Témoignage du premier auteur ayant publié aux Éditions du Noyau, un grand merci pour son investissement.

 

        Un jour j'ai croisé Michael, c'était certainement dans une de ces soirées biennoises enfumées et bruyantes. Il m'a parlé de son projet en cours : créer une maison d'édition et y effectuer la reliure à main. J'ai assez vite été emballé à l'idée de contribuer. Avant cette proposition, j'ai toujours vu les maisons d'édition comme quelque chose d'obscure et de lointain, j'imaginais un bureau vitré dans un building et un type assis derrière un bureau en bois massif. Une vision fantasmagorique et décalée, une image de l'acabit du show-business pop musique clichée et j'en passe. Le coté amical, proche puisque c'est dans la cité dont je foule le béton depuis une petite dizaine de bougies, m'a encouragé.

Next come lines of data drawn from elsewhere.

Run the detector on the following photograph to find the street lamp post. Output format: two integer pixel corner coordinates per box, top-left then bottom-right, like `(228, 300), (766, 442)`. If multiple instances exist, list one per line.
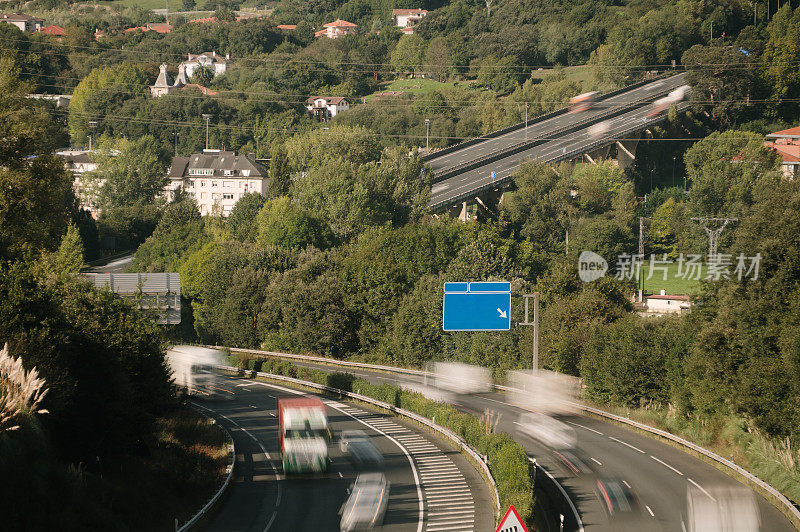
(672, 157), (675, 187)
(89, 120), (97, 151)
(425, 118), (431, 155)
(525, 102), (531, 140)
(203, 113), (211, 149)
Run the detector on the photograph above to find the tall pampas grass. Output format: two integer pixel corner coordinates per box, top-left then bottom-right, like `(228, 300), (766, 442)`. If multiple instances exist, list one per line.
(0, 344), (47, 432)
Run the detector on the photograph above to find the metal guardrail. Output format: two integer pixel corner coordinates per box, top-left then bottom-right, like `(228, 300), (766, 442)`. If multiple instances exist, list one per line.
(217, 346), (800, 526)
(219, 364), (500, 516)
(175, 405), (236, 532)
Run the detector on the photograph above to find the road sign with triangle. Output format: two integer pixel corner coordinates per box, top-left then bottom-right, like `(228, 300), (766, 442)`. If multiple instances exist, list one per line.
(495, 504), (528, 532)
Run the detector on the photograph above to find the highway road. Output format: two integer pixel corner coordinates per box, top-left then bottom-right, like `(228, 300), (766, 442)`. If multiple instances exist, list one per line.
(198, 377), (494, 532)
(427, 73), (686, 174)
(274, 361), (795, 532)
(428, 74), (687, 211)
(83, 252), (133, 273)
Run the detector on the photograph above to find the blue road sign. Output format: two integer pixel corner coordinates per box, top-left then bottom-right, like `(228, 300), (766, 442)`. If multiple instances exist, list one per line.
(442, 282), (511, 331)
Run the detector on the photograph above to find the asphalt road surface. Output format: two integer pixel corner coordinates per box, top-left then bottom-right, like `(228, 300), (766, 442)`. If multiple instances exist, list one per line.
(429, 74), (684, 209)
(427, 73), (686, 173)
(198, 377), (494, 532)
(276, 361), (795, 532)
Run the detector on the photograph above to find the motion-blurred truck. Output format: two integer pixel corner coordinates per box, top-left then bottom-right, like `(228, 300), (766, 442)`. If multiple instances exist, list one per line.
(425, 362), (492, 394)
(165, 345), (223, 399)
(506, 370), (580, 415)
(278, 397), (330, 474)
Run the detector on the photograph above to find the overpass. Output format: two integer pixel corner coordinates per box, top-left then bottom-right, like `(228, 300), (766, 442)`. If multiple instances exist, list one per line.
(423, 73), (689, 219)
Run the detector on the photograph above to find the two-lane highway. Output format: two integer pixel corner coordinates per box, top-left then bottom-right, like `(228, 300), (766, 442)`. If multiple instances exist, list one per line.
(272, 361), (794, 532)
(198, 377), (494, 532)
(427, 73), (686, 174)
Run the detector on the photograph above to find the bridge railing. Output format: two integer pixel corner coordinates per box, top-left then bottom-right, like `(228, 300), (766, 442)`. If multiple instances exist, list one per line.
(420, 74), (684, 172)
(428, 102), (691, 212)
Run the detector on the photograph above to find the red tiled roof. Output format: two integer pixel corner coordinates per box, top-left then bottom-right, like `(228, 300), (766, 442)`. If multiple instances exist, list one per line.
(392, 9), (428, 15)
(39, 26), (67, 36)
(323, 18), (358, 28)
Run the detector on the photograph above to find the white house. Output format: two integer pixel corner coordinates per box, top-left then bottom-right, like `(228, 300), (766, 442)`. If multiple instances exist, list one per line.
(179, 51), (231, 78)
(644, 290), (692, 314)
(306, 96), (350, 122)
(167, 150), (269, 216)
(392, 9), (428, 33)
(0, 13), (44, 32)
(314, 19), (358, 39)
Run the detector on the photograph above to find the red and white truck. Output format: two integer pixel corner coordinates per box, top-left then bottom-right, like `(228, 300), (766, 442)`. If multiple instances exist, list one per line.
(278, 396), (330, 474)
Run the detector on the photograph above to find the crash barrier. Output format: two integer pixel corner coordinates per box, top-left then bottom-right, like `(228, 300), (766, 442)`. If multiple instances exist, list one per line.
(175, 404), (236, 532)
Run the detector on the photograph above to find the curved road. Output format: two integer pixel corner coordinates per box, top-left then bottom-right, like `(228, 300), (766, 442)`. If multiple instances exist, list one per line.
(196, 377), (494, 532)
(274, 360), (795, 532)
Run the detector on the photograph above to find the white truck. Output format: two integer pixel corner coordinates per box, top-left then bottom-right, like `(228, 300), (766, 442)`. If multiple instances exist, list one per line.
(278, 397), (330, 474)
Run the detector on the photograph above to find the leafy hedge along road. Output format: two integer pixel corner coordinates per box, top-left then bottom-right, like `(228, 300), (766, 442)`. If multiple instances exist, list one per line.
(229, 356), (534, 523)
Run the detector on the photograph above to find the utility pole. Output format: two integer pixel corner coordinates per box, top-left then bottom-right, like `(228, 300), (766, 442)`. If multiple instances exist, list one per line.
(636, 216), (644, 303)
(425, 118), (431, 155)
(203, 113), (211, 149)
(89, 120), (97, 151)
(520, 292), (539, 375)
(692, 214), (739, 262)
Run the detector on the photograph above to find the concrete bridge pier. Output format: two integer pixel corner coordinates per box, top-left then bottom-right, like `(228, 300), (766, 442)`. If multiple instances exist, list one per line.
(614, 137), (639, 170)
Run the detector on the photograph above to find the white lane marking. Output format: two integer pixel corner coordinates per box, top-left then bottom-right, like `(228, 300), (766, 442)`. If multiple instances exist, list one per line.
(528, 456), (584, 532)
(244, 381), (432, 532)
(650, 454), (683, 476)
(195, 403), (283, 532)
(686, 477), (717, 502)
(567, 421), (603, 436)
(609, 436), (644, 454)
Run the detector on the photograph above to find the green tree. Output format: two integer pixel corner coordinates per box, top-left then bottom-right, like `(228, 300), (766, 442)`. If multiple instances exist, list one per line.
(256, 197), (333, 249)
(391, 34), (425, 75)
(0, 59), (75, 261)
(228, 194), (267, 242)
(90, 135), (167, 210)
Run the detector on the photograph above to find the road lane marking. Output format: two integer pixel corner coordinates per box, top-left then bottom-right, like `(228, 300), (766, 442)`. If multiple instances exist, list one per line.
(650, 454), (683, 476)
(686, 477), (717, 502)
(609, 436), (644, 454)
(528, 456), (584, 532)
(567, 421), (603, 436)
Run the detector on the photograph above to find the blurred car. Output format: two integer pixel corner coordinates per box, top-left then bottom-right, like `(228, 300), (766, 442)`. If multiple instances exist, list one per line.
(339, 473), (390, 532)
(596, 478), (640, 518)
(339, 430), (383, 467)
(517, 412), (577, 449)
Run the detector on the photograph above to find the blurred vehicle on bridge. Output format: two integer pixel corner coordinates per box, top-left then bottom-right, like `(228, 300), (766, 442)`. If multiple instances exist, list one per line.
(569, 91), (600, 113)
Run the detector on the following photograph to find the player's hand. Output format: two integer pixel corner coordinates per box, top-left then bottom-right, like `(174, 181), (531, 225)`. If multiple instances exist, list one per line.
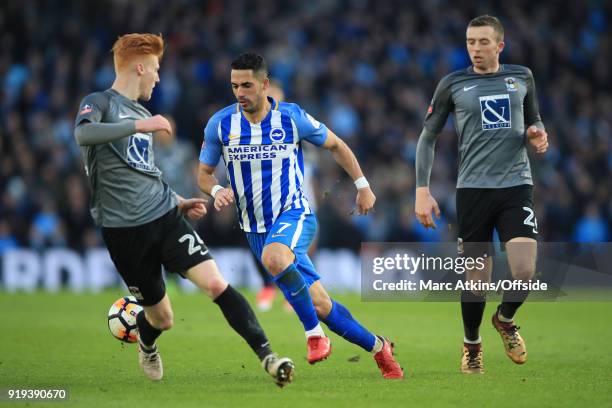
(135, 115), (172, 134)
(215, 188), (234, 211)
(414, 187), (440, 229)
(179, 198), (207, 220)
(527, 126), (548, 154)
(355, 187), (376, 215)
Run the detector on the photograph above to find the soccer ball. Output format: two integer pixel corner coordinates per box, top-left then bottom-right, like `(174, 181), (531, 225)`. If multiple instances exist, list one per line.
(108, 296), (142, 343)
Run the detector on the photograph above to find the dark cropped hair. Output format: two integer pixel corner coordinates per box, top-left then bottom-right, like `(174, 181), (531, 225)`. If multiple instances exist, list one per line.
(468, 15), (504, 41)
(232, 52), (268, 78)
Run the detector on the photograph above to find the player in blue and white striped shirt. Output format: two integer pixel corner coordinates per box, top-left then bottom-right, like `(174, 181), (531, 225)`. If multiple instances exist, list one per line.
(198, 53), (403, 378)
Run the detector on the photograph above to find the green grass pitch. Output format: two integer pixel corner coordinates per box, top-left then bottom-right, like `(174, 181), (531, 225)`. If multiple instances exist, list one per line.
(0, 290), (612, 408)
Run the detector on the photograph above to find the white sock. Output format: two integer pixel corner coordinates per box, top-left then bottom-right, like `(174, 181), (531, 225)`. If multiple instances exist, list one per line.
(371, 336), (384, 354)
(306, 323), (325, 338)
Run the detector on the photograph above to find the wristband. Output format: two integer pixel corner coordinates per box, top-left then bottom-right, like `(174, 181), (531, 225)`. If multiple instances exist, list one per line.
(210, 184), (223, 198)
(355, 176), (370, 190)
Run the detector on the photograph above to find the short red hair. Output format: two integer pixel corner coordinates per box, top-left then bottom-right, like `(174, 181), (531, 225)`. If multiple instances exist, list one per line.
(111, 33), (164, 71)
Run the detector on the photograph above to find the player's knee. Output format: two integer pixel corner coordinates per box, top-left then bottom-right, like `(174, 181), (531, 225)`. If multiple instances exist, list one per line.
(204, 277), (227, 299)
(512, 264), (535, 281)
(312, 298), (332, 319)
(261, 247), (292, 276)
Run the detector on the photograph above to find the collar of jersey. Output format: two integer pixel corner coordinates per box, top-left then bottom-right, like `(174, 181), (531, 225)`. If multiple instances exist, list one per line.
(236, 96), (278, 125)
(468, 64), (505, 76)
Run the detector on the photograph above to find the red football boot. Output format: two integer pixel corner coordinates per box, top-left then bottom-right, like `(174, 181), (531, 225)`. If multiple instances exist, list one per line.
(374, 338), (404, 380)
(307, 336), (331, 364)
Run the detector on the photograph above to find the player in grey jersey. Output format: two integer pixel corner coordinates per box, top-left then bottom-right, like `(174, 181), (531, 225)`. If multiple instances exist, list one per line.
(74, 34), (293, 387)
(415, 16), (548, 373)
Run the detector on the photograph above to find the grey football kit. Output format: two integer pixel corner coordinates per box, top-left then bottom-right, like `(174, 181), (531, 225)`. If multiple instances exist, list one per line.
(416, 65), (544, 252)
(75, 89), (211, 305)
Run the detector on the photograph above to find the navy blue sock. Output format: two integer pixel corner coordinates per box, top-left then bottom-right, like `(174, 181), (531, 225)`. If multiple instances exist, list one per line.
(274, 264), (319, 330)
(323, 300), (376, 351)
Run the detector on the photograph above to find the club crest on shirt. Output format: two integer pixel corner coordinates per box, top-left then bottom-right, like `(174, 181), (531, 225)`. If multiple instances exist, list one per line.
(478, 94), (511, 130)
(504, 77), (518, 92)
(270, 128), (286, 143)
(126, 133), (153, 170)
(79, 103), (93, 115)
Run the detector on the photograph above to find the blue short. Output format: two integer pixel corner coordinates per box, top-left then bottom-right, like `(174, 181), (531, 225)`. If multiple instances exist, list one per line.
(246, 208), (321, 287)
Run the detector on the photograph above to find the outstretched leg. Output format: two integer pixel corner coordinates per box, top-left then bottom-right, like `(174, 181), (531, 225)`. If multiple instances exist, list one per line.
(185, 259), (294, 387)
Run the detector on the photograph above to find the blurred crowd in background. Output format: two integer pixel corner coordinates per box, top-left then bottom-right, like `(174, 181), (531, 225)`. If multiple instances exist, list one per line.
(0, 0), (612, 254)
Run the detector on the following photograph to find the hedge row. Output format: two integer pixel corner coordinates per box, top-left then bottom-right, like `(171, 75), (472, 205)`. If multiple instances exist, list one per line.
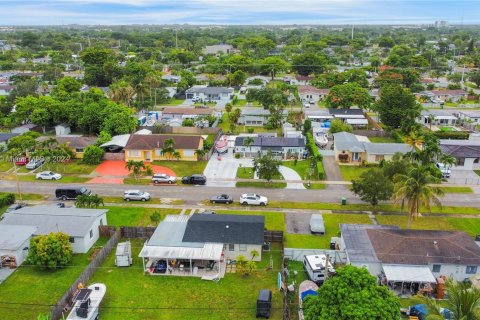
(0, 193), (15, 207)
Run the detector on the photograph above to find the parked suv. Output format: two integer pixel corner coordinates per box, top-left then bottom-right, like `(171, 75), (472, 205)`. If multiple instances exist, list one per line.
(152, 173), (177, 184)
(123, 190), (150, 201)
(182, 174), (207, 185)
(55, 187), (92, 201)
(240, 193), (268, 206)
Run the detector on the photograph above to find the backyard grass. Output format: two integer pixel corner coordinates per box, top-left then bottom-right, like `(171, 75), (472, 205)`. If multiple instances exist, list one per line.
(0, 253), (89, 319)
(339, 165), (371, 181)
(368, 137), (397, 143)
(215, 210), (285, 231)
(285, 214), (372, 249)
(105, 206), (181, 226)
(282, 160), (317, 180)
(235, 181), (287, 189)
(90, 240), (283, 320)
(153, 160), (208, 177)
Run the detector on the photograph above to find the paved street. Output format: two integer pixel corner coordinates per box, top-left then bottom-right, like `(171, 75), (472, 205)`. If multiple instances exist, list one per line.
(0, 180), (480, 208)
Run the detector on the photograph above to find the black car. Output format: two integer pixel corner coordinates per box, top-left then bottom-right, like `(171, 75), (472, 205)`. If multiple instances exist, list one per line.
(182, 174), (207, 185)
(210, 194), (233, 204)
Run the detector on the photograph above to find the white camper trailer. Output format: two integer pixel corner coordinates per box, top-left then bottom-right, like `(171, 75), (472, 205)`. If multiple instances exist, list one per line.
(303, 254), (335, 283)
(115, 241), (133, 267)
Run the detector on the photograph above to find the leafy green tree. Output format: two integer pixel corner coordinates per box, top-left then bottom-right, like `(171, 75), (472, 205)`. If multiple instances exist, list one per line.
(27, 232), (73, 269)
(375, 85), (421, 132)
(82, 146), (105, 165)
(325, 83), (372, 109)
(329, 119), (353, 134)
(253, 150), (282, 182)
(352, 168), (393, 211)
(393, 164), (443, 229)
(303, 265), (400, 320)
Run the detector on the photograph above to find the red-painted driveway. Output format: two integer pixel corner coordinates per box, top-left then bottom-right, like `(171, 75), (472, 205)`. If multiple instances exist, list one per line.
(95, 160), (177, 177)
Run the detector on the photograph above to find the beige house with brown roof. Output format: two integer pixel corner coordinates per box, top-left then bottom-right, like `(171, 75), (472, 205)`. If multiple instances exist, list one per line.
(124, 134), (203, 162)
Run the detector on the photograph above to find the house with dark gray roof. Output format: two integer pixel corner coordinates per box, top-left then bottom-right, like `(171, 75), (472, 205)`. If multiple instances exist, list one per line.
(333, 131), (411, 164)
(340, 224), (480, 284)
(185, 86), (233, 101)
(0, 205), (108, 253)
(139, 213), (265, 279)
(440, 139), (480, 170)
(234, 136), (305, 159)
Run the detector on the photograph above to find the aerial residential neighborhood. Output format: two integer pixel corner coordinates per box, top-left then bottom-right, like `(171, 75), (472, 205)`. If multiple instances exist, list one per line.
(0, 0), (480, 320)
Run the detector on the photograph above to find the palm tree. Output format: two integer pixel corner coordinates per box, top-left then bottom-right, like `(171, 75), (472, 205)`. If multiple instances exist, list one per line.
(243, 137), (255, 157)
(417, 279), (480, 320)
(393, 165), (443, 229)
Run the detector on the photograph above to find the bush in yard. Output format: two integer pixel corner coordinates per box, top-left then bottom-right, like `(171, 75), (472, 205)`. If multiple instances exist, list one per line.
(0, 193), (15, 207)
(303, 265), (400, 320)
(27, 232), (73, 269)
(82, 146), (105, 164)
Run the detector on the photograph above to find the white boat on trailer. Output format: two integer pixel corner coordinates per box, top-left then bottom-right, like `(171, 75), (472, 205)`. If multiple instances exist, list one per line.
(67, 283), (107, 320)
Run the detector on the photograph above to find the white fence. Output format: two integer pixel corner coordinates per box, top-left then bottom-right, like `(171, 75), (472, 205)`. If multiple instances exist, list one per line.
(283, 248), (347, 263)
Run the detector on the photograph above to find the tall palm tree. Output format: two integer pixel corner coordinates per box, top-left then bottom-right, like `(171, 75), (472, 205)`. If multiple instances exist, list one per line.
(418, 279), (480, 320)
(393, 165), (443, 229)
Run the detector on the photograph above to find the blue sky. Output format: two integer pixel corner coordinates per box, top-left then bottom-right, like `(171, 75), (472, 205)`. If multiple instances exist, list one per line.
(0, 0), (480, 25)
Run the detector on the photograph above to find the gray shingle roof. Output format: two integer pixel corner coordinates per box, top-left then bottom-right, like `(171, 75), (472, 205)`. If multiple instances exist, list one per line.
(183, 214), (265, 244)
(235, 137), (305, 148)
(0, 206), (108, 237)
(0, 224), (37, 251)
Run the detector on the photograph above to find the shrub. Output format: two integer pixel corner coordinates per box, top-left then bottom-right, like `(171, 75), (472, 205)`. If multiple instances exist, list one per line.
(0, 193), (15, 207)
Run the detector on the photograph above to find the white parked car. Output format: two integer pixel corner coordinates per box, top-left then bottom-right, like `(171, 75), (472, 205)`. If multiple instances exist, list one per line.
(240, 193), (268, 206)
(35, 171), (62, 180)
(123, 190), (150, 201)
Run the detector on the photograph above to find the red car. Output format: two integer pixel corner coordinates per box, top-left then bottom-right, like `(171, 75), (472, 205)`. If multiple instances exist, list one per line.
(15, 157), (28, 166)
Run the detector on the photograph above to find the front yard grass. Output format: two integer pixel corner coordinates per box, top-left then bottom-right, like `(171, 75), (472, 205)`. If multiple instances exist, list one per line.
(285, 213), (372, 249)
(90, 239), (283, 320)
(0, 253), (93, 319)
(102, 206), (181, 227)
(339, 165), (371, 181)
(153, 160), (208, 178)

Comme je suis des études dans le cadre de l'Institut littéraire, je me suis dit : « super, je vais pouvoir créer un projet et terminer sur un objet ». On sous-estime certainement la valeur d'un objet, de façon large parce que notre civilisation entière a opté pour l'indéfiniment remplaçable mais aussi plus spécifiquement dans ma filiale d'étude parce qu'un objet est un but, une confrontation forcée au lecteur et que cette création mène à voir l'acte créatif comme porteur de valeur et donc « à transmettre », il force aussi à mettre de l'attention et de l'engagement. Je ne sais pas si j'ai atteint « l'autre » objectif, celui d'être lisible et de transmettre quelque chose, mais je me suis astreint à y aller « pour de vrai » et non pour répondre aux attentes d'une formation.

 

         L'atelier m'a plu, il se trouve pour l'instant dans l'appartement de Michael, j'ai trouvé que l'engagement d'un éditeur quand il va jusqu'à rompre la sacro-sainte imperméabilité de l'intimité est à marquer d'une pierre blanche. J'ai carrément reçu une copie de la clef et par la suite, me suis fait enseigner les rudiments de la reliure. Un travail répétitif et varié à la fois car bien que les étapes soient nombreuses (pliages; coutures; collages), nous y sommes astreints cent fois. En moyenne un livre demande quarante minutes de turbin, on conclura donc que c'est un ouvrage non négligeable. Non-négligeable mais agréable. Passer de l'écriture, une forme d'onanisme des neurones, comme tout onanisme, bien agréable, à la reliure a été une ressource nouvelle. Voir le livre qui se construit peu à peu, lentement, avec une vue sur les crêtes enneigées du jura a été riche. J'ai pu trouver une forme méditative de travail, l'éternelle répétition des mêmes gestes, la prise physique sur la matière, toutes ces choses que je n'ai pas derrière mon ordinateur.

 

                                                                  Bienne, printemps 2013.